De pronto, en el periódico, ves una foto en la que sale un señor con barbas sentadito en un sofá y miras el pie y resulta que es Paco Ojeda, y por más que le miras no le encuentras el parecido con aquel tío vestido de blanco y oro que se me apareció en Lima, Perú, cuando se abrió la puerta del ascensor de mi hotel, aquella tarde que en Acho se daba la que Alfonso Navalón llamó ‘la corrida de los mariquitas’, y eso no tenía nada que ver con los toreros del cartel, que era un mano a mano entre Ojeda y José Tomás, en la que según el añorado crítico salmantino ‘Sabina hizo de Diamante Rubio’, de Tomás, se sobreentiende.
Ahora, en esa foto que sirve para evocar tantos recuerdos, Ojeda es un señor que está sentadito en su sillón con una barbita entrecana bien cuidada, y por más que le miras es que no hay nada de Ojeda. Pongo por caso que si ves una imagen de Luis Miguel con setenta años ahí están como mínimo la mirada y la actitud desafiante, la irrenunciable ansia de ser, la actitud del depredador, y también el orgullo y, acaso, un deje de amargura. Sin embargo, ves a Ojeda en esta foto y lo que contemplas es un señor burgués en su sofá echando la tarde en casa apaciblemente, con el mando a distancia en la mano y un litro de gazpacho en la nevera.

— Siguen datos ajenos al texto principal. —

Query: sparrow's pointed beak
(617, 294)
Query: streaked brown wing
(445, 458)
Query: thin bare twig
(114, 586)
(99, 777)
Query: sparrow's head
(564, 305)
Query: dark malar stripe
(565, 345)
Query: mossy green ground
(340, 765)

Y ese Ojeda, que tanto dista en lo físico de aquel torero que agitó de manera tan personal los cimientos del arte taurino a principios de los ochenta y que dio lugar a tan tremendas discusiones entre la afición, declara que va a las Plazas, pero menos, y dice, con toda la razón de quien recibió en sus carnes a partes iguales las alabanzas y los estacazos, "qué periodistas más buenos hay, qué cariñosos". Se extraña de “este compadreo de [los toreros] ahora para hacer todos lo mismo” y reivindica la emoción: “Eso es lo bonito, la emoción. El espectáculo se compone de eso. Lo que tú estás pasando ahí lo estás disfrutando pero al mismo tiempo es la agonía…”, para terminar reivindicando a Miguel Ángel Perera, el único torero que ha visto “con capacidad, por encima de las nubes”, que “tiene un sitio por explorar porque tiene mucho valor”, aunque “lo que pasa es que -hace un símil futbolístico- habría que cogerlo, quitarlo de la banda y ponerlo en el centro”.

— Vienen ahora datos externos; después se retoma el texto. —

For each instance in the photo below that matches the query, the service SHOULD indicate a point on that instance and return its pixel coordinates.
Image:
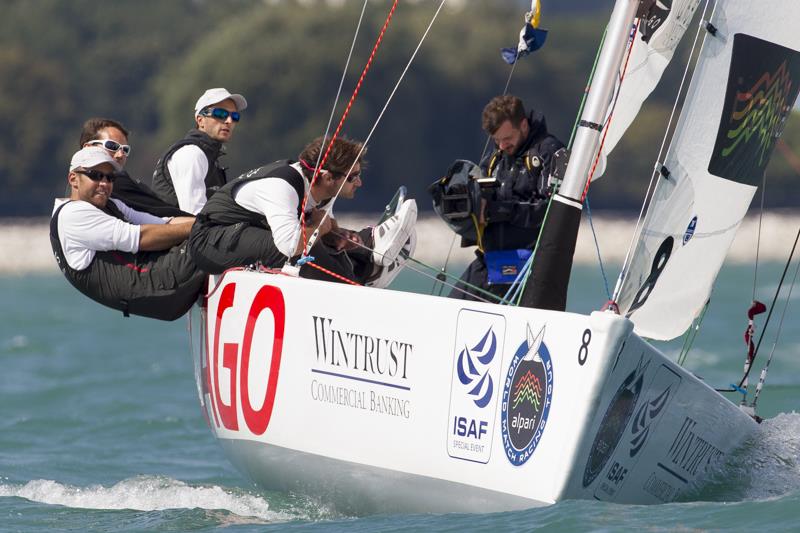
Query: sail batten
(744, 86)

Es ahí, por fin, donde sí que sale de pronto la genialidad de Ojeda para ponerse por montera la corriente dominante a tres milímetros del infame pitón de lo políticamente correcto, porque si ‘la banda’ es la pala del pitón -el toreo por fuera- y el centro es lo que se entiende por el centro -el toro ahí y el torero enfrente, en el centro del viaje del toro-, lo que el de Sanlúcar está señalando magistralmente es el gran mal del toreo de estos últimos años en que se ha impuesto como estilo imperante el tardoespartaquismo, que es negación total de la llamada ‘revolución de Belmonte’, y que consiste, en líneas generales, en esa nueva visión del toreo en la que el diestro, armado ya sólo de temple, ha cedido todo el terreno que se le ganó al toro en aras de la ligazón y de la supuesta largura del muletazo para generar un toreo pervertido en el que lo que prima es el acompañar el viaje en detrimento de mandar y que, como principal daño colateral, da lugar a estas faenas tan aburridísimas de cuarenta muletazos que vemos de continuo, que sólo sirven para excitar a las gentes contra los presidentes que no se avienen a dar las orejas, que sólo sirven para justificar que algo hubo, aunque nadie sea capaz de explicar qué.